Regulatory teams monitoring new substances in sensitive areas focus more than ever on traceability and impurity control. We routinely adapt practices to emerging standards, not waiting for official deadlines. New monitoring equipment, such as high-throughput LC-MS instruments or next-gen elemental analyzers, go from optional to standard gear on our lines once experience shows their relevance.
On the R&D side, our chemists have explored alternate acid pairs and compared performance in both laboratory and real-world settings. Results confirm that our citric acid pair maintains better pH stability and less risk of introducing aggressive, non-volatile contaminants. This translates to lower post-reaction cleanup burden, especially important for customers working with high-value actives or specialty function compounds. Problems that appeared insurmountable for end-users—a stubborn solubility limitation or recurring batch-to-batch variability—are addressed by quick-turn experiments in our own labs, rather than slow escalations up distant corporate chains.

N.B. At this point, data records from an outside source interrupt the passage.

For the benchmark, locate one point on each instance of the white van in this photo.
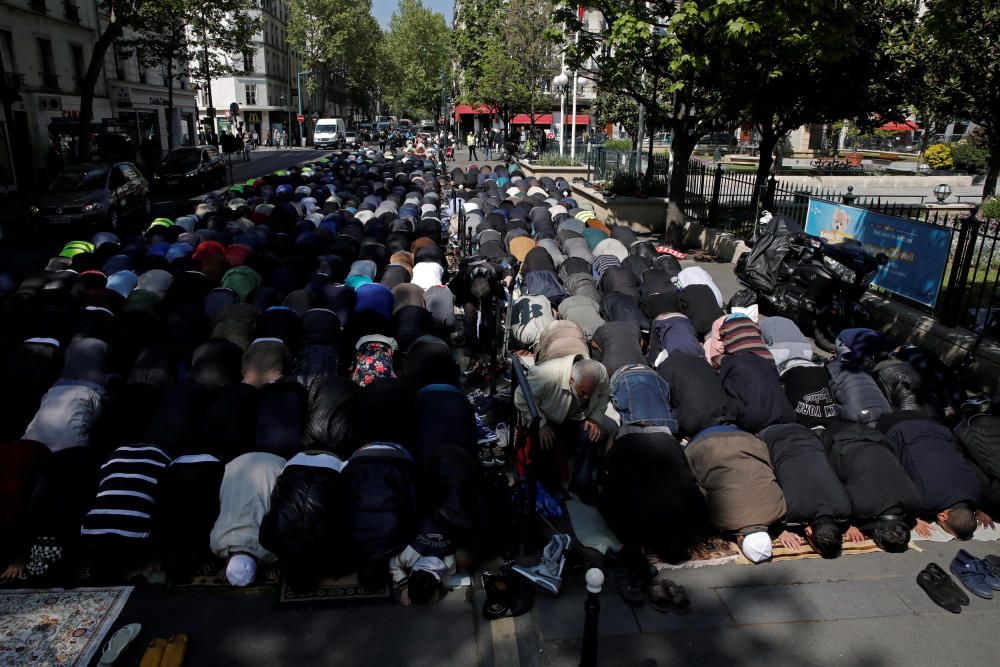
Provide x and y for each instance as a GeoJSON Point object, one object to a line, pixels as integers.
{"type": "Point", "coordinates": [329, 132]}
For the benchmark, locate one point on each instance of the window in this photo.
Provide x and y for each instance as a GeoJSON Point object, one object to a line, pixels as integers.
{"type": "Point", "coordinates": [78, 67]}
{"type": "Point", "coordinates": [46, 63]}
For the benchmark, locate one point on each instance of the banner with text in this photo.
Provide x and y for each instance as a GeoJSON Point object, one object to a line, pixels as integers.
{"type": "Point", "coordinates": [918, 252]}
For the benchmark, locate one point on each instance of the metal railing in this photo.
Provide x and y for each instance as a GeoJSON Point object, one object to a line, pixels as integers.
{"type": "Point", "coordinates": [970, 294]}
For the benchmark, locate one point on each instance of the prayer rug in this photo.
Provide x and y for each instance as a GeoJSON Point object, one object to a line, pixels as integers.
{"type": "Point", "coordinates": [717, 551]}
{"type": "Point", "coordinates": [347, 590]}
{"type": "Point", "coordinates": [57, 627]}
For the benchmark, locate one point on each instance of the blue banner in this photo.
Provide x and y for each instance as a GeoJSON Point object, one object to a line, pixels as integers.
{"type": "Point", "coordinates": [918, 252]}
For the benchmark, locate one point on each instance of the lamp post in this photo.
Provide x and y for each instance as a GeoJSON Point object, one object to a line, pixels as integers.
{"type": "Point", "coordinates": [298, 83]}
{"type": "Point", "coordinates": [561, 81]}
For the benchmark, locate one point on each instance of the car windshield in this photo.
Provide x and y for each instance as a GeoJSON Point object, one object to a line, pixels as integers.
{"type": "Point", "coordinates": [183, 157]}
{"type": "Point", "coordinates": [79, 179]}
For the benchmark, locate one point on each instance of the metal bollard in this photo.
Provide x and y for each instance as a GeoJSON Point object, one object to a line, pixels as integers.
{"type": "Point", "coordinates": [592, 611]}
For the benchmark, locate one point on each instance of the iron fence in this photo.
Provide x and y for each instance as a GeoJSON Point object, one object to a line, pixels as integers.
{"type": "Point", "coordinates": [970, 293]}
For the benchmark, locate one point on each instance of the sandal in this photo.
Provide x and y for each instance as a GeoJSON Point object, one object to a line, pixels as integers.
{"type": "Point", "coordinates": [118, 643]}
{"type": "Point", "coordinates": [629, 586]}
{"type": "Point", "coordinates": [665, 595]}
{"type": "Point", "coordinates": [174, 652]}
{"type": "Point", "coordinates": [506, 596]}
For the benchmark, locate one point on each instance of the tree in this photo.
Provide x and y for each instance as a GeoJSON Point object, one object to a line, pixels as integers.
{"type": "Point", "coordinates": [116, 16]}
{"type": "Point", "coordinates": [811, 61]}
{"type": "Point", "coordinates": [329, 35]}
{"type": "Point", "coordinates": [506, 56]}
{"type": "Point", "coordinates": [619, 110]}
{"type": "Point", "coordinates": [962, 40]}
{"type": "Point", "coordinates": [220, 39]}
{"type": "Point", "coordinates": [670, 57]}
{"type": "Point", "coordinates": [162, 38]}
{"type": "Point", "coordinates": [419, 45]}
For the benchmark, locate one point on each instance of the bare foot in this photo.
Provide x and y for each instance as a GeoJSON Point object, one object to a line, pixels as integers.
{"type": "Point", "coordinates": [14, 572]}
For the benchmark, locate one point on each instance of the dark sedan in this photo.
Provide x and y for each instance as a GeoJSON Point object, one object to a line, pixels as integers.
{"type": "Point", "coordinates": [93, 195]}
{"type": "Point", "coordinates": [190, 167]}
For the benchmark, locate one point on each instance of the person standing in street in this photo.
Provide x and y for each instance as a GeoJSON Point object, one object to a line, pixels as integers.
{"type": "Point", "coordinates": [470, 141]}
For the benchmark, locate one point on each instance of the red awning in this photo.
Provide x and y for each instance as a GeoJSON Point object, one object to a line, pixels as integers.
{"type": "Point", "coordinates": [905, 126]}
{"type": "Point", "coordinates": [546, 119]}
{"type": "Point", "coordinates": [465, 110]}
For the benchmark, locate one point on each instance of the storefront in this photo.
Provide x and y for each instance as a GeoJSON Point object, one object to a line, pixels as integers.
{"type": "Point", "coordinates": [148, 110]}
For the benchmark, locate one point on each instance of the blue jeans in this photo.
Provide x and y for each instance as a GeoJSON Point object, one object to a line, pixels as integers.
{"type": "Point", "coordinates": [641, 396]}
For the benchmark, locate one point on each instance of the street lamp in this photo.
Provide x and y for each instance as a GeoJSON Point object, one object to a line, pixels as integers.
{"type": "Point", "coordinates": [942, 192]}
{"type": "Point", "coordinates": [561, 82]}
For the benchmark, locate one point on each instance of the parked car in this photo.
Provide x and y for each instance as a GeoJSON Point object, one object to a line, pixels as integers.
{"type": "Point", "coordinates": [93, 195]}
{"type": "Point", "coordinates": [190, 167]}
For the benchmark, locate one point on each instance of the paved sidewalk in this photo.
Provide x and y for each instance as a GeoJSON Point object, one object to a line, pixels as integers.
{"type": "Point", "coordinates": [855, 610]}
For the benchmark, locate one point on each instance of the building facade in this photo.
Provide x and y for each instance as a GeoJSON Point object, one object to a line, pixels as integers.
{"type": "Point", "coordinates": [268, 94]}
{"type": "Point", "coordinates": [45, 46]}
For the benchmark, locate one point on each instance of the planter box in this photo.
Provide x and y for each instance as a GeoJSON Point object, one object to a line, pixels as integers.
{"type": "Point", "coordinates": [569, 173]}
{"type": "Point", "coordinates": [642, 215]}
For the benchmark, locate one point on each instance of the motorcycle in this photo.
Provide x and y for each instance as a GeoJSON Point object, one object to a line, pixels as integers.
{"type": "Point", "coordinates": [807, 279]}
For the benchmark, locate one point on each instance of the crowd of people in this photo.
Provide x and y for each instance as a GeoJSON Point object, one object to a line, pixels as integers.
{"type": "Point", "coordinates": [275, 379]}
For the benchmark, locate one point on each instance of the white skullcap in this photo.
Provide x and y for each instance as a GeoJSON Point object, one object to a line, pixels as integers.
{"type": "Point", "coordinates": [757, 547]}
{"type": "Point", "coordinates": [241, 570]}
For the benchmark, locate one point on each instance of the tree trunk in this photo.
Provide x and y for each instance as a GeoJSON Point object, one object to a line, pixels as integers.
{"type": "Point", "coordinates": [992, 172]}
{"type": "Point", "coordinates": [111, 32]}
{"type": "Point", "coordinates": [768, 141]}
{"type": "Point", "coordinates": [170, 105]}
{"type": "Point", "coordinates": [682, 146]}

The chemical industry is filled with promises, but reliability on the ground builds from patient batchwork, repeatable results, and clear-eyed acknowledgment of both mistakes and successes. 2-(diethylamino)ethyl pyridine-3-carboxylate 2-hydroxypropane-1,2,3-tricarboxylate is only as good as the care invested at every stage. Customer partnerships thrive on transparency and the willingness to adapt processes when real-life use uncovers shortcomings. We value feedback from formulators, process chemists, and purchasing managers who point out both strengths and weaknesses.
Every improvement reflects the practical realities learned through years of direct production: attention to moisture, packaging choices that address climate and logistics, and above all, a level of operator experience that cannot be replaced by documentation alone. As we continue refining our methods and responding to shifting industry needs, we ground ourselves in the lessons earned through honest work and open communication with every batch shipped.